Grunfeld has requested a judge to expand their case into a class action lawsuit, which would allow other former residents to potentially join as plaintiffs.

“We are trying to ensure that at least this one provider that has so many locations in California starts to comply with those basic mandates,” Grunfeld said about the case's ADA allegations.

Brookdale declined NBC Bay Area’s request for an on-camera interview about the federal lawsuit, but during an in-person meeting, responded to certain questions not directly related to any of the specific allegations.

“Size and popularity make us a target for lawsuits, some driven by plaintiff’s lawyers,” a Brookdale spokesperson said.

“We are vigorously defending our company from the unsupported allegations made against us.”

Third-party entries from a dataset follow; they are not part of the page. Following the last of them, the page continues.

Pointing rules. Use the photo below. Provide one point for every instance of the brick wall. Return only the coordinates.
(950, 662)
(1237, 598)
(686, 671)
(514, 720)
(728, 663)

As for the alleged accessibility issues, a spokesperson said the Americans with Disabilities Act doesn’t specifically mention assisted living facilities, but said the company makes case-by-base decisions to accommodate requests from residents based on need.

In September, Brookdale made headlines in Northern California after footage from a hidden camera installed by a family at Brookdale’s Folsom assisted living facility captured a caregiver hitting an elderly woman and pulling her hair. A second caregiver watched and failed to report the abuse, according to state inspection records.

In a statement, Brookdale said, “If allegations are brought forward about misconduct, abuse, or neglect, we take swift action…We do not tolerate such actions and the situation is dealt with promptly.”

Mary Helm pulled her husband, Michael, out of Brookdale; he now lives at a VA hospital. Michelle Lytle says her father, Ed, never fully recovered from the catheter incident at Brookdale and eventually passed away. Both women say they hope the lawsuit brings about change for their family members and for anyone else who may need to seek care as they age.

“It scares me to death,” Lytle said. “What’s going to happen when we get to that point?”